April and May are incredibly busy months for me. This is when all of our major scientific meetings happen. At the end of April is the Experimental Biology meeting. There, I get to get my geek on and learn about new and exciting physiology, but really from a “basic science” perspective. (I put “basic science” in scare quotes, because I think it’s not a relevant term in physiology, especially given how many of are doing applied research. Still, my clinician friends love it, so onward we march.) Then, at the beginning of May I attend the Pediatric Academic Societies(PAS) meeting. This meeting tends to be more clinically-oriented, with focuses on model-based research, patient population research, and clinical practice. I like this mix and I almost always leave with more questions than I could ever answer in a lifetime.

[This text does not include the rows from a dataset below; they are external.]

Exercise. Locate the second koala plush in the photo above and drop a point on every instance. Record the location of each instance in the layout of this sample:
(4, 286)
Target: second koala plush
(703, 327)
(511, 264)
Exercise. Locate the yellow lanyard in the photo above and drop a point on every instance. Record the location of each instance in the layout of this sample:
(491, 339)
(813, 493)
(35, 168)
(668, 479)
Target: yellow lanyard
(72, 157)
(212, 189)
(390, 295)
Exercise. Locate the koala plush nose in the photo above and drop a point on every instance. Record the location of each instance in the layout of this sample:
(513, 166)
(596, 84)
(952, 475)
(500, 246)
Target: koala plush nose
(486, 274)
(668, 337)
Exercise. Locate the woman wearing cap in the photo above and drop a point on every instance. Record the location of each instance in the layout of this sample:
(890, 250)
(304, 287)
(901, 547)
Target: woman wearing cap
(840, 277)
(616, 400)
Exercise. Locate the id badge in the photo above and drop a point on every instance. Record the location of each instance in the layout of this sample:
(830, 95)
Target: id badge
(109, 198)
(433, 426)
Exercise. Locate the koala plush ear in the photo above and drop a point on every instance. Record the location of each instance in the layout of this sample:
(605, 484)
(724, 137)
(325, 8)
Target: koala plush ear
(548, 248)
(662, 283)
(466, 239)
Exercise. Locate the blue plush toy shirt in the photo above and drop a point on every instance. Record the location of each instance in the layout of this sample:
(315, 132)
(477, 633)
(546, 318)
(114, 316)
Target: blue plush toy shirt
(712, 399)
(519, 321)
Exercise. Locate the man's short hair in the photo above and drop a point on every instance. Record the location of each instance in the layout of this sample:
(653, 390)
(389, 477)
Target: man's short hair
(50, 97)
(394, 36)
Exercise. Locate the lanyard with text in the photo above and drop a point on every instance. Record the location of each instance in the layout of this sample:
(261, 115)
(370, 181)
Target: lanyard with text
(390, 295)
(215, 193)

I’m at PAS now and one of the major themes, as it was last year, is stem cell therapy to treat pediatric diseases. Diseases like bronchopulmonary dysplasia, type 1 diabetes, acute respiratory distress syndrome in the intensive care unit, etc. One of the statements that I’ve heard repeatedly is that stem cells traffic to the damaged/affected/diseased tissue, do that thing they do, someone usually says “inflammation”, and then the cells “disappear.” Some of the theories commonly thrown around are that they either differentiate or undergo apoptosis when their work is done (a programmed cell death).
That would be very noble of those little cells, either fading away into the background or throwing themselves on their proverbial caspase swords after their the job is done. Wouldn’t it?
(Image and quote sources here, here and here)
I don’t think it’s that simple and, every time I hear someone suggest that stem cells just “go away”, I want to grab them and yell, “BUT HAVEN’T YOU SEEN THIS???!?! OMFG, IT’S THE MOST AMAZING THING I’VE EVER SEEN! EVER!!1!!11!!!!ELEVENTY!1!”
The “THIS” I refer to is work done by my colleague, respiratory physiologist Dr. Jahar Bhattacharya and his group at Columbia University. At the last two Experimental Biology meetings, Jahar presented his findings that the reparative prowess of bone marrow derived stromal cells comes from their ability to transfer their mitochondria. That is, in a mouse model of experimentally-induced lung injury, BMSCs create channels to the damaged alveolar epithelium and send their mitochondria over to repair the injury. The mitochondria transfer restores the normal metabolic function of the damaged cell. To demonstrate this, the group stained the cells green and mitochondria red. Then, using intravital microscopy, the group observed the transfer of mitochondria between the BMSCs and alveoli and the associated increase in ATP production.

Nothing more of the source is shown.